Teaching
I teach graduate-level courses in the Master in Urban and Regional Planning program and in the master and doctorate programs in urban studies. (Courses listed in BOLD TYPE are offered in Fall term.)
USP 510 Collaborative Governance for Planners and Public Managers (listed in catalog as Collaborative Decision Making and Multiparty Mediation)
This course is taught by Chris Carlson, Director of the Policy Consensus Institute, and myself collaboratively. The objective of this course is to enhance the abilities of future planners and public managers to effectively participate in and guide collaborative efforts. Through a combination of readings, in-class exercises and discussions, and observations of professionals at work, participants in the class will gain knowledge about the theory of collaborative governance as its is emerging in the areas of deliberative democracy, collaborative planning and consensus-building.
USP 510 08 Syllabus
USP 571 Environmental Policy
This course will provide an overview of the institutional context and the various stakeholding parties in environmental policy making in the United States and at the international level. We examine analytical tools, policy strategies and instruments, and decision making methods in environmental policy making to better understand why policies have evolved as they have and to better enable us as citizens and environmental professionals to effectuate constructive changes. Students may focus on a particular topic of interest. This course is required for MURP students in the Environment Specialization.
USP 571 08 Syllabus
USP 541 Public Participation, Diversity and Professional Ethics
This course examines the planner’s role and the extent to which the individual planner bears responsibility for decisions and choices that are made during planning activities. We look specifically at conceptualizations of the planning process and the planner’s role in helping to structure it, differing notions of how to bring the public into planning discussions, and how issues of diversity are, or are not, addressed. The course investigates instances of planner’s work to understand in practical terms the practical dilemmas that arise. The objective of the course is to increase the awareness of the ethical consequences of planner’s actions, and to encourage a personal reflection on values. (This course is restricted to students enrolled in the MURP program or the Ph.D. in Urban Studies.)

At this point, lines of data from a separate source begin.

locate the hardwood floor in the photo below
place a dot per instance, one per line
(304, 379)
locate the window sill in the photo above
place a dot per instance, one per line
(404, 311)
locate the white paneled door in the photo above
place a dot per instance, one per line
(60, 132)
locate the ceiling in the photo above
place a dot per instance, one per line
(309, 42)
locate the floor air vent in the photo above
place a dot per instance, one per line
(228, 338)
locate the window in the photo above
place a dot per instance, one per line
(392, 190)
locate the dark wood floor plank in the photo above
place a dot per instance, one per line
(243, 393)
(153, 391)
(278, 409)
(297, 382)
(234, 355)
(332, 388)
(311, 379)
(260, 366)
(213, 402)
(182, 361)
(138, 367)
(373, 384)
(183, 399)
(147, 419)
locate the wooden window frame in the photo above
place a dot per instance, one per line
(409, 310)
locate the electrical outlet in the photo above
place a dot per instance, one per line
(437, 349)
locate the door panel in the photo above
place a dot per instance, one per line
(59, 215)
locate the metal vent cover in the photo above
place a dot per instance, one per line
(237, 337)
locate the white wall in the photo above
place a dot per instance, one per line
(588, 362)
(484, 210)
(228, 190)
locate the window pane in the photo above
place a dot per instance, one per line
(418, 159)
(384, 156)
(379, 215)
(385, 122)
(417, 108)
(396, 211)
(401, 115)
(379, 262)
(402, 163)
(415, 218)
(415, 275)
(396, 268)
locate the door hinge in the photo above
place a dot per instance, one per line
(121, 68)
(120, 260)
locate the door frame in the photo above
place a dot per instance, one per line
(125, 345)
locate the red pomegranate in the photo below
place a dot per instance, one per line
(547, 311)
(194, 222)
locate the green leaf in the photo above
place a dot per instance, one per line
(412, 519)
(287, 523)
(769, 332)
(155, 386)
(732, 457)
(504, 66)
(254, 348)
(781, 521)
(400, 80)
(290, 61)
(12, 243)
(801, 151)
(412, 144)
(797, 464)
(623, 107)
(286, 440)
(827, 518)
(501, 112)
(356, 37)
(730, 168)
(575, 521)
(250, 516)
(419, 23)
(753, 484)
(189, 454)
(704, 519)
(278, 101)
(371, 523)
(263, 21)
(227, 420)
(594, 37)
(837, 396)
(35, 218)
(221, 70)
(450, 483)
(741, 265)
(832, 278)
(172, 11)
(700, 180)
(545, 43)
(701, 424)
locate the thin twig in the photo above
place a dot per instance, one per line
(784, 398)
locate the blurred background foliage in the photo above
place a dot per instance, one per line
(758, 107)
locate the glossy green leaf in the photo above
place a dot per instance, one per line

This course follows USP 540 and builds on the previous term’s examination of a set of Portland regional and statewide plans.
USP 541 08 Syllabus
USP 577/577 Urban Environmental Management
The course assumes an expansive understanding of urban “environment.” We examine existing “urban environmental management” programs in Portland metropolitan region cities, with a particular emphasis on who is involved in defining and designing responses to environmental problems in the city. The objective of this course is to better understand how the technical and political components of urban environments so that we can better imagine what might be and better equip ourselves to promote innovative approaches to a socially and ecologically healthy urban environment.
USP 577 08 Syllabus
USP 584 Negotiation in the Public Sector
The premise of this course is that public decision making is a negotiation, whether participants recognize it as such or not. We assume that understanding the process in which one is engaged allows one to be more confident and competent in one's behavior. Consquently, this is a course on negotiation basics, learning negotiation theory to apply to and reflect on practice. We begin with two-party negotiations and move on to multi-party situations. This course is very hands-on and requires regular attendance.